The day before, local authorities had hosted a health camp at the school. The headmaster said that the relief work was going very well. Soon, he said, he would be conducting a household survey to account for the dead. At the back of the compound, two workers from the education department were going through the school’s attendance records, trying to build a preliminary list of the missing.
n Thursday afternoon, the wave of people headed inland again. The Indian government had issued a warning that another tsunami might be on the way. Scenes from just a few days earlier were replayed: entire families, mothers and fathers and grandparents and babies, suitcases in hand, making their way inland under the harsh midday sun. Motorcycles were streaking in from the coast, four (or even five) riders per bike.
The new tsunami, which local police said was approaching at three hundred m.p.h., was expected to hit the coast in another hour or two. Stories circulated that it had already reached Sri Lanka and other parts of India.
By midafternoon, it appeared that the rumors were wrong—an overreaction, perhaps, by a nervous government that had been criticized for not issuing a warning about the first wave. Down by the beach, a motorcycle mechanic tinkered with a gearbox and said he wasn’t planning to leave his workshop. But thousands had already left for higher ground. Up the road, in a refugee camp that had been deserted just that morning, it was all starting again.
Outside the high school, on the East Coast Road, there were fewer ambulances now, and more government welfare vehicles, than there had been in recent days. A policeman gave a boy some candy, and a man shouted into a public telephone that his brother was in the hospital, he had lost everything, and he needed to postpone his meeting.

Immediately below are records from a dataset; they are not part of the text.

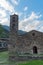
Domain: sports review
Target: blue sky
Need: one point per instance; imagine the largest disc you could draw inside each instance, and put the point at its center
(30, 13)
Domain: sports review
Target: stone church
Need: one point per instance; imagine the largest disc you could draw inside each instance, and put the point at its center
(24, 46)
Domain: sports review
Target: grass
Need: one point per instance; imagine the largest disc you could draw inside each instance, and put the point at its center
(4, 60)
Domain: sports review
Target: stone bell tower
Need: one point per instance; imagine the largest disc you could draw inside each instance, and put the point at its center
(13, 34)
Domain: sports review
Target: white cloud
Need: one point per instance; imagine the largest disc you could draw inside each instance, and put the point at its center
(34, 16)
(6, 5)
(15, 2)
(25, 8)
(41, 28)
(30, 23)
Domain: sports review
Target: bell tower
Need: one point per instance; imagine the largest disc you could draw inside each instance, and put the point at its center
(13, 34)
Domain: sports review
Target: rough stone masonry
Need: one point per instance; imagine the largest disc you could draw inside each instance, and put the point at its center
(26, 46)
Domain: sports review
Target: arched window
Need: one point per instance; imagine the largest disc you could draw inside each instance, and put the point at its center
(35, 50)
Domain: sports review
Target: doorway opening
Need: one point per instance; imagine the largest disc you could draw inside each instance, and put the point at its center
(35, 50)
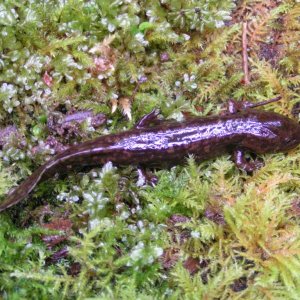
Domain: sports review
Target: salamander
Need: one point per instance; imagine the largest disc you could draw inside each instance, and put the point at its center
(156, 143)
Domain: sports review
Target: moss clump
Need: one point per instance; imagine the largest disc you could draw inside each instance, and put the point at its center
(206, 230)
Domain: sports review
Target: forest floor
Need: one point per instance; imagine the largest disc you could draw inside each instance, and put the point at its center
(74, 70)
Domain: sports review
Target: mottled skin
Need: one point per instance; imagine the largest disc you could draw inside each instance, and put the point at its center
(159, 143)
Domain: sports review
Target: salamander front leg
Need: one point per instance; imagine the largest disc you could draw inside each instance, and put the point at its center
(149, 119)
(243, 164)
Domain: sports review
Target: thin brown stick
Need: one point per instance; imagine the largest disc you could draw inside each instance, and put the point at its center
(245, 53)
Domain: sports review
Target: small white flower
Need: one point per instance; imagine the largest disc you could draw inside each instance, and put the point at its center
(195, 234)
(186, 36)
(158, 251)
(111, 27)
(140, 38)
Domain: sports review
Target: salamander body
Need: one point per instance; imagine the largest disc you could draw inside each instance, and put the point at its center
(169, 143)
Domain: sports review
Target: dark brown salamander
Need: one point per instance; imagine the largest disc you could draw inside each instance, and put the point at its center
(157, 143)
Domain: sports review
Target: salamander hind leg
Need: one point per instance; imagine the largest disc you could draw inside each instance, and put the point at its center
(244, 164)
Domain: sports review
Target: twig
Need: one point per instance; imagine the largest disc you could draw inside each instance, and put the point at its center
(245, 54)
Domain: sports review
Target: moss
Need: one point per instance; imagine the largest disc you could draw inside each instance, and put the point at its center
(207, 230)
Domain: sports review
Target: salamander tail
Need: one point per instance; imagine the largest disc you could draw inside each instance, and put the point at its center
(23, 190)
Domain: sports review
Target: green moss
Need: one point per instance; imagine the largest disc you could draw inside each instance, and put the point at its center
(207, 230)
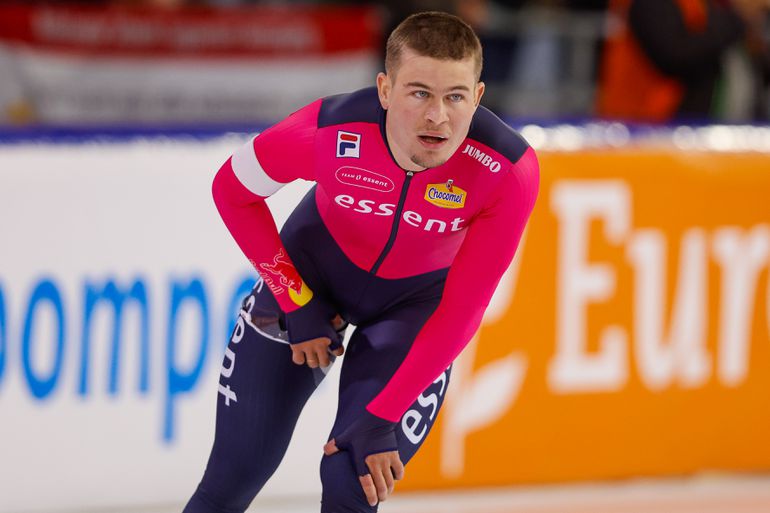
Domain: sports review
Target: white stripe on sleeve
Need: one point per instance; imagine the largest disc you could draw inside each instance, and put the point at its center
(250, 173)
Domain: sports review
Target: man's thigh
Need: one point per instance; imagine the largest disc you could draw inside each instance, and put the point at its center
(373, 355)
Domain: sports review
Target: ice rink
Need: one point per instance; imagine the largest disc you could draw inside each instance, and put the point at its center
(703, 494)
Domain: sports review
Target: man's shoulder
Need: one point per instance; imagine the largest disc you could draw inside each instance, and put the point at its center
(362, 106)
(491, 131)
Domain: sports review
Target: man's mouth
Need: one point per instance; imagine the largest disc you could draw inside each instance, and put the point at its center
(432, 140)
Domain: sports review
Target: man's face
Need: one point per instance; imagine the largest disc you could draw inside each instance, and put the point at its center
(430, 105)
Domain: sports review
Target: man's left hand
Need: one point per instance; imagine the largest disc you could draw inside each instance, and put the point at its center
(385, 468)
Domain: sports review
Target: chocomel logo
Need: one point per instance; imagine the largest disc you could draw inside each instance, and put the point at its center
(445, 195)
(482, 157)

Most of the shops were shuttered, but for the local electronics repairman business was brisk. His storefront was piled with television sets and videocassette players. A couple stood watching as the shop owner took apart a DVD player. The DVD was still inside, and the components were caked with mud.
“Go home,” the owner told the couple. “We’ll call you if we can fix it.”
“Where should I go?” the woman said, laughing. “I don’t have a home.”